Abstract
Background
Diagnosis and assessment of functional deltoid recovery following axillary nerve injury is challenging due to numerous other muscular contributions to shoulder movement – particularly supraspinatus, rhomboids and long head of triceps. We present the deltoid abduction lag test (DALT) which offers four clear benefits: 1) it successfully isolates deltoid in the presence of a functioning supraspinatus with intact tendon and attachment; 2) it is safe to perform early following anterior shoulder dislocation (the most common cause of axillary nerve injury); 3) it allows assessment of early functional reinnervation of posterior deltoid to aid decision-making with respect to surgical intervention; 4) it is an objective measure which does not rely on patient compliance with initiation of active movement.
Methods
A retrospective review of consecutive patients referred with axillary nerve injury to a national centre for Peripheral Nerve Injury between 2014 and 2024 was conducted. Inclusion criteria was isolated persistent axillary nerve injury confirmed on neurophysiological testing with intact rotator cuff, rhomboid and triceps function. Patients who had undergone prior nerve transfer to address axillary nerve injury were excluded. Patients were independently assessed by two orthopaedic surgeons and a Cohen's kappa (κ) value was calculated to assess inter-rater reliability.

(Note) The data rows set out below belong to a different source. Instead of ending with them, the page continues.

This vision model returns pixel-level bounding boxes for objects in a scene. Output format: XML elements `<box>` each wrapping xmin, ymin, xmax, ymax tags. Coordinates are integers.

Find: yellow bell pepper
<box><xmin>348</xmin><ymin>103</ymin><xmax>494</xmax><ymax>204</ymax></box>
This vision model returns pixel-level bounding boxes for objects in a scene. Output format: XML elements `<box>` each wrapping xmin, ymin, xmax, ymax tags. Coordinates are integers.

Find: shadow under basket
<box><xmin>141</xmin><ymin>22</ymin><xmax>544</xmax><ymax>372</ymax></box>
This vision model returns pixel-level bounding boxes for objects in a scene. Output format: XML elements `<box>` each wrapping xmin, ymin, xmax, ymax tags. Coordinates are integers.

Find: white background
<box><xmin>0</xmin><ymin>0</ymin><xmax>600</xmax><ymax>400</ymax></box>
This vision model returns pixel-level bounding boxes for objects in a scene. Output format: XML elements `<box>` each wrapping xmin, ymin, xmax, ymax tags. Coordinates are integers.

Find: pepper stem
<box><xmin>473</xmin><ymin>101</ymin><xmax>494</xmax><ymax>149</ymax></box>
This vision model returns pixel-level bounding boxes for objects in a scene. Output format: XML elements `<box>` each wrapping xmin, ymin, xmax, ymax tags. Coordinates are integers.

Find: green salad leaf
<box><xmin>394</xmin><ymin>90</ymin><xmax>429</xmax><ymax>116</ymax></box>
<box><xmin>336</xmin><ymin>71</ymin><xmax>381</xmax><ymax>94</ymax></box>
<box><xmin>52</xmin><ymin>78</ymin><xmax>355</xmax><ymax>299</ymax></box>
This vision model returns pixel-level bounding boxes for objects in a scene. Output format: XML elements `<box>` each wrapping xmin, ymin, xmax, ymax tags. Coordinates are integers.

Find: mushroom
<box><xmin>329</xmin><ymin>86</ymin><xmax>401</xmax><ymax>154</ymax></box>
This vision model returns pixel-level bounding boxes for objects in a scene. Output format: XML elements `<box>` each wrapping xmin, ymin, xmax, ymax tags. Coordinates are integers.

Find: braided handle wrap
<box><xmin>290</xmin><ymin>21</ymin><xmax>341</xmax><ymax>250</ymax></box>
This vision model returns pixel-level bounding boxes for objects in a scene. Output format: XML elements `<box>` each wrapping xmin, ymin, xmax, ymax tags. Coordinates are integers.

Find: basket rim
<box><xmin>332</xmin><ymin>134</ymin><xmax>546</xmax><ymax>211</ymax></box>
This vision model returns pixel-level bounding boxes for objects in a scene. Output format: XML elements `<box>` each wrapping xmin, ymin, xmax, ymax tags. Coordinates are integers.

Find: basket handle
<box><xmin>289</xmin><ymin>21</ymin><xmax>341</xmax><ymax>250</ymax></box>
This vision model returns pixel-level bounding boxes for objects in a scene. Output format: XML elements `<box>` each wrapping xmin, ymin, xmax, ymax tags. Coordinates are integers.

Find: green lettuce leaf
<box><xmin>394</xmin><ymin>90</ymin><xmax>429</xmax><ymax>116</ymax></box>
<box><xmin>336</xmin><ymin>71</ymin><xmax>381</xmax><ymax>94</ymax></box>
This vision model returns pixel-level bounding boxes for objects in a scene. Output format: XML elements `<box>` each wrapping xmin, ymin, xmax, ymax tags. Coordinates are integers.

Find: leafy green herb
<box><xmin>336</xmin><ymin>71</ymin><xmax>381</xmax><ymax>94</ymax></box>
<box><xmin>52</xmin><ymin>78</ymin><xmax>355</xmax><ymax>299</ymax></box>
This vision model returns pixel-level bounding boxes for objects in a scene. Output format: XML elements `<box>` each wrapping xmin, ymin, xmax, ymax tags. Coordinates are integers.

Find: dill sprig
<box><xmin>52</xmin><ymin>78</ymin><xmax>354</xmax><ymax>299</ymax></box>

The DALT was performed with a goniometer used to measure degree of lag comparative to the coronal plane. Passive range of shoulder movement, rotator cuff / triceps / rhomboid power, upper lateral cutaneous nerve sensation, swallow-tail test, deltoid extension lag test, ‘akimbo’ test and Bertelli test were documented for both shoulders.
Results
Six patients with a mean age of 36 (15–68) were included. The DALT was positive in all cases of ongoing axillary nerve palsy. There was no discrepancy between both surgeons’ independent clinical interpretation of the DALT.
Conclusion
The DALT successfully and reproducibly isolates deltoid function and identifies axillary nerve palsy. We specifically advocate using this test immediately following injury to confirm the presence of an axillary nerve lesion, at 3 months post-injury to identify patients who have experienced a neurapraxic injury and at 6 months to identify axonal lesions which may benefit from surgical intervention.